Anya enggan membalas tatapan Reno yang sarat akan rasa bersalah. Memang biasanya gadis itu tampak ceria, cuek dan easy going dalam pergaulan sehari-hari. Akan tetapi sekali saja ia mendengar nama sang ayah, Anya akan berubah seratus delapan puluh derajat menjadi gadis dingin yang tak tersentuh. Luka yang ditorehkan sang ayah padanya juga pada sang ibu tak bisa begitu saja dilupakan dengan mudah.
“Emang kenapa sih elo penasaran banget sama Seno?” tanya Reno ketika selesai membayar tagihan restoran lantas mensejajari langkah Anya yang berjalan pelan menuju tempat parkir mobil di basement.
“Dia calon client gue,”
“Client?” Reno menarik siku Anya pelan hingga gadis itu menghentikan langkah. Anya mengangguk dan membalas tatapan acuh tak acuh pada atasan yang sudah menjadi sahabat dekatnya itu.
“Elo masih lanjutin jadi stalker-stalker itu? Bukannya elo bilang udah berhenti ya?”

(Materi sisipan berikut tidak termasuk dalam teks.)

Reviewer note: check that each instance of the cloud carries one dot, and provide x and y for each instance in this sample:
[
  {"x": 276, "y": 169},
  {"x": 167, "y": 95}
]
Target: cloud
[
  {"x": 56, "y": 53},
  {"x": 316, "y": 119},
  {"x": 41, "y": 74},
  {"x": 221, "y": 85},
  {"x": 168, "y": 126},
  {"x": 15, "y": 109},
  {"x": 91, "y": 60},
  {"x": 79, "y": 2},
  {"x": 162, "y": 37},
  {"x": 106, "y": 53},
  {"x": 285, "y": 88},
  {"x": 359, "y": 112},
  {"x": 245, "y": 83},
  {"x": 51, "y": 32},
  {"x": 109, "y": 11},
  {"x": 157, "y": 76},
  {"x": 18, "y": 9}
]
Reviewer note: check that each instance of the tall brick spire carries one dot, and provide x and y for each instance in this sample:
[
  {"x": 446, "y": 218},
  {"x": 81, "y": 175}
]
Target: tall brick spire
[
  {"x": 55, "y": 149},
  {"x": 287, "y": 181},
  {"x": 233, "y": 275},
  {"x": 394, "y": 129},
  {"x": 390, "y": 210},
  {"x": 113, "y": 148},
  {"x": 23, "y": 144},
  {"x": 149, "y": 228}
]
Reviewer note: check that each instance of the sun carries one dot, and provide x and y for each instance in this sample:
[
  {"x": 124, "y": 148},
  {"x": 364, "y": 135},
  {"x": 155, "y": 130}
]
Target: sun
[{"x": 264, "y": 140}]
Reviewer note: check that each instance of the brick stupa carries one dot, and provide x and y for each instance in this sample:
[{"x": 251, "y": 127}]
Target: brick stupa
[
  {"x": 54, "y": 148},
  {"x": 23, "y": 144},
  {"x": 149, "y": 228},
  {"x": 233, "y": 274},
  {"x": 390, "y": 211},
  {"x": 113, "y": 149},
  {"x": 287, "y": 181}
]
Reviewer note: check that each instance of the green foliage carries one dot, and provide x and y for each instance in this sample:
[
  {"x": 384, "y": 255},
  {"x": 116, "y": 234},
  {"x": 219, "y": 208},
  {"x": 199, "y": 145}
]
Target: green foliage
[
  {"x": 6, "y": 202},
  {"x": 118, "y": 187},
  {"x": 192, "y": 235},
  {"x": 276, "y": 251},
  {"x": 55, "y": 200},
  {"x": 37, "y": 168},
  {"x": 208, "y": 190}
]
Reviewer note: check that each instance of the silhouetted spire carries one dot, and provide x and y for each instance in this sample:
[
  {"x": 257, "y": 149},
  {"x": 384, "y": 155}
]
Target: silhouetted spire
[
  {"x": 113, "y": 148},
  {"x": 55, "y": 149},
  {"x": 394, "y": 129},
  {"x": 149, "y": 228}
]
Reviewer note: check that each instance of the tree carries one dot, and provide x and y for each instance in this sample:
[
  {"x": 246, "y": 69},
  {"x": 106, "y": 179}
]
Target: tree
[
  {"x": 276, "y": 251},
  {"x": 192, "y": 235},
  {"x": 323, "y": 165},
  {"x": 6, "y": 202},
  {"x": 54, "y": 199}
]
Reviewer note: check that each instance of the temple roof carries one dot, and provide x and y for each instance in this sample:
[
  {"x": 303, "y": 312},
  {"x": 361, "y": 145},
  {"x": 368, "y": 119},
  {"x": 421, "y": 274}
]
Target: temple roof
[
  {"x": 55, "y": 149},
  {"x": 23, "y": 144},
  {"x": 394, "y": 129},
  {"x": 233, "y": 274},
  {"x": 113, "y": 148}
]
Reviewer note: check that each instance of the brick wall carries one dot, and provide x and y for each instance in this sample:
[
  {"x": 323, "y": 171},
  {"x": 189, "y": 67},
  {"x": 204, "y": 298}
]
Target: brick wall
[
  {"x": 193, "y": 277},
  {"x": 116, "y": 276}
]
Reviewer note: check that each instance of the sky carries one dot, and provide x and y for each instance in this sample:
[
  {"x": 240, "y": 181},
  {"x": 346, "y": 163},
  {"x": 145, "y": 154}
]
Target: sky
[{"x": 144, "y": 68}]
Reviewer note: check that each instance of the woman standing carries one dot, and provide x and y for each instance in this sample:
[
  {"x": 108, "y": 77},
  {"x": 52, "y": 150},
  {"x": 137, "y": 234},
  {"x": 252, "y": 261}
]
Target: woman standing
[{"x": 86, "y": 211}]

Reno sedikit terkejut. Pria itu memang mengetahui pekerjaan sampingan Anya sebagai penguntit professional yang membantu banyak orang untuk mencari tahu tentang kegiatan pasangannya, dan kebanyakan client Anya adalah orang-orang penting yang berpengaruh di tanah air. Mulai dari selebgram, selebriti bahkan sampai istri-istri pejabat.
“Maunya sih berhenti,” Anya malah terkekeh geli melihat ekspresi terkejut Reno. “Tapi ternyata client gue malah nyambung terus dari satu ke yang lain. Mana yang kali ini nawarin bayaran jauh lebih gede dari sebelumnya. Kan sayang kalau dilewatkan begitu aja.”
“Si Seno maksud lo?”
Anya mengangguk mantap. “Doi kaya banget ya?”
“Banget, dia salah satu anak dari crazy rich Surabaya yang nama keluarganya udah tersohor banget di kalangan pengusaha.”
“Oh wow, tangkapan besar dong!” sepasang mata Anya mendadak berbinar cerah membayangkan pundi-pundi rupiah yang akan ia raup jika mengiyakan tawaran Senopati.
“Mending elo berhenti deh, kalau clientnya Senopati.”
Kening Anya berkerut. “Why? apa salahnya?”
“Selain sultan yang hartanya nggak ketulungan, Seno juga ganteng banget, anjirr. Bisa kalah saing dong gue buat dapetin elo.”